8 Apr
2013
8 Apr
'13
12:32 a.m.
On 7.4.2013, at 14.30, dovecot.pkoch@dfgh.net wrote:
I'm writing a checkpassword script in order to support our OTP token as a fallback for client certificate authentication. Here are two questions:
- It seems to me that the username and the password will be delivered to my script both on file descriptor 3 and via the environment variables AUTH_USER and AUTH_PASSWORD. May I ignore file descriptor 3 and use the environment variables or may it happen that these variables will have differnet content from what is sent via fd 3?

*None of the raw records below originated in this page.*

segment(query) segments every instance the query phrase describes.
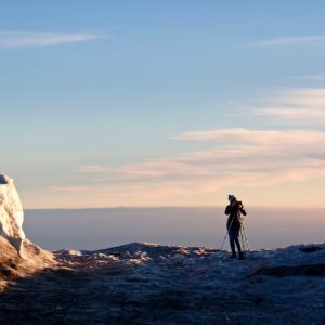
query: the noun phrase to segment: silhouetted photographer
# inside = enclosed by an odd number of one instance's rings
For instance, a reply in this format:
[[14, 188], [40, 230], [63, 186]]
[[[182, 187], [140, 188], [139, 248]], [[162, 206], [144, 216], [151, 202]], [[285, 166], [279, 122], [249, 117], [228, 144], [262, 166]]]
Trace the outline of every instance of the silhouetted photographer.
[[243, 203], [237, 200], [234, 195], [229, 195], [230, 205], [226, 206], [224, 213], [229, 216], [226, 221], [226, 230], [229, 234], [230, 246], [232, 249], [231, 258], [236, 258], [235, 246], [237, 247], [239, 260], [244, 260], [244, 253], [239, 243], [239, 233], [242, 227], [242, 217], [246, 216]]

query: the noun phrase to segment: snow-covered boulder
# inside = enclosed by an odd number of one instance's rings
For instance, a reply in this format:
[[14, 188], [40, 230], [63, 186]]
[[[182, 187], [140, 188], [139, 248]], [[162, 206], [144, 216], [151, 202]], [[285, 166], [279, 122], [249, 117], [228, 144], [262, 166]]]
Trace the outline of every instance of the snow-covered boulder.
[[18, 193], [11, 178], [0, 174], [0, 235], [15, 247], [18, 255], [25, 239], [24, 212]]

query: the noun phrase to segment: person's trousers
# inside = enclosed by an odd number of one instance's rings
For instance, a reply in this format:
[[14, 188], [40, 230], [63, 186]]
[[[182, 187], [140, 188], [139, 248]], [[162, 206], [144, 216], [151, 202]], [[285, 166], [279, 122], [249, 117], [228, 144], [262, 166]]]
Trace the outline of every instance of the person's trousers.
[[239, 255], [242, 253], [242, 247], [240, 247], [240, 243], [239, 243], [239, 233], [240, 233], [239, 226], [231, 226], [229, 230], [229, 240], [230, 240], [230, 246], [231, 246], [233, 256], [236, 255], [235, 244], [236, 244], [238, 253]]

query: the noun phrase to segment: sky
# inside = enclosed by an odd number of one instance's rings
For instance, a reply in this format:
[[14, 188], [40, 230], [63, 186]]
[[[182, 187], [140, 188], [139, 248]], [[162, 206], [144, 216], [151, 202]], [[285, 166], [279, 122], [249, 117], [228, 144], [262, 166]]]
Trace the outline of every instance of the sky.
[[323, 207], [324, 1], [0, 1], [0, 173], [26, 208]]

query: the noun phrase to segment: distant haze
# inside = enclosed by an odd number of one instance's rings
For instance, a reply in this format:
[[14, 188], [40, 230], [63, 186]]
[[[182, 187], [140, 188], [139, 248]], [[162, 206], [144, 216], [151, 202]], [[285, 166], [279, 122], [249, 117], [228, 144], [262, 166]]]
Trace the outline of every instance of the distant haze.
[[[100, 249], [132, 242], [220, 248], [224, 208], [27, 210], [28, 238], [48, 249]], [[252, 249], [324, 242], [325, 209], [248, 209]], [[227, 248], [227, 245], [225, 246]]]

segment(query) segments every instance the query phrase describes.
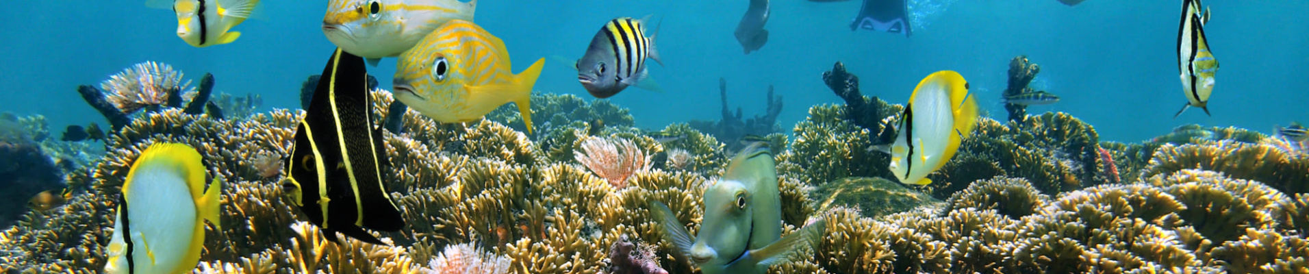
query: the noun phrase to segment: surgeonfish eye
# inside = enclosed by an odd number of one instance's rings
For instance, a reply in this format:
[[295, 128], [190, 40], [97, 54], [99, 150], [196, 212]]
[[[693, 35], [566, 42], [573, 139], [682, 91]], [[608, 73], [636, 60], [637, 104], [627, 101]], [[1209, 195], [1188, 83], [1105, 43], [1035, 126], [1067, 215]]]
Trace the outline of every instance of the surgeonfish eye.
[[450, 72], [448, 63], [449, 62], [445, 60], [445, 56], [439, 56], [435, 62], [432, 62], [432, 77], [436, 77], [436, 81], [445, 81], [446, 73]]
[[369, 18], [377, 20], [378, 17], [381, 17], [380, 16], [381, 13], [382, 13], [382, 3], [381, 1], [378, 1], [378, 0], [368, 1], [368, 17]]

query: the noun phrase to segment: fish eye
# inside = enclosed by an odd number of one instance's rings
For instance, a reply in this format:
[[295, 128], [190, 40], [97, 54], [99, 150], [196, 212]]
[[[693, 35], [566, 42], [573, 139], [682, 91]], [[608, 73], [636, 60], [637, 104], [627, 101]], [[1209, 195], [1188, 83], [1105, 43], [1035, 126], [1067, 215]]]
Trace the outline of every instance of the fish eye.
[[450, 72], [448, 63], [444, 56], [436, 58], [432, 62], [432, 77], [436, 77], [436, 81], [445, 81], [446, 73]]

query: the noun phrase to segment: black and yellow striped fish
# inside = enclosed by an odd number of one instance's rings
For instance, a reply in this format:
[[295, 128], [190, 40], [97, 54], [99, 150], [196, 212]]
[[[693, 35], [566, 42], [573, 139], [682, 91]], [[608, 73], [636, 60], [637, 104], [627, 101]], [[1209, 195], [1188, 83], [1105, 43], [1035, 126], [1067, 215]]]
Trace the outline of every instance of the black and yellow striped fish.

Hmm. The AUTH_PASSWORD wasn't really an intentional addition .. but I guess it can stay there. Some 10 years ago that might not have been such a good idea since there were still some systems where process environment variables were readable to all users in the system, but I doubt there exist such systems anymore (at least where people would want to run Dovecot).
- There seems to be some undocumented interaction between dovecot and my script via file descriptor 4. Seems that whatever I write to fd 4 will show up in syslog (unless it contains newlines). Can I use this "feature" to send error messages from my script to dovecot? What data does dovecot expect on fd 4?
I'm not sure why that happens instead of a complete failure .. but you shouldn't be doing that. If you write to fd 2, it should also go to syslog, right? (If it doesn't, it's a bug.)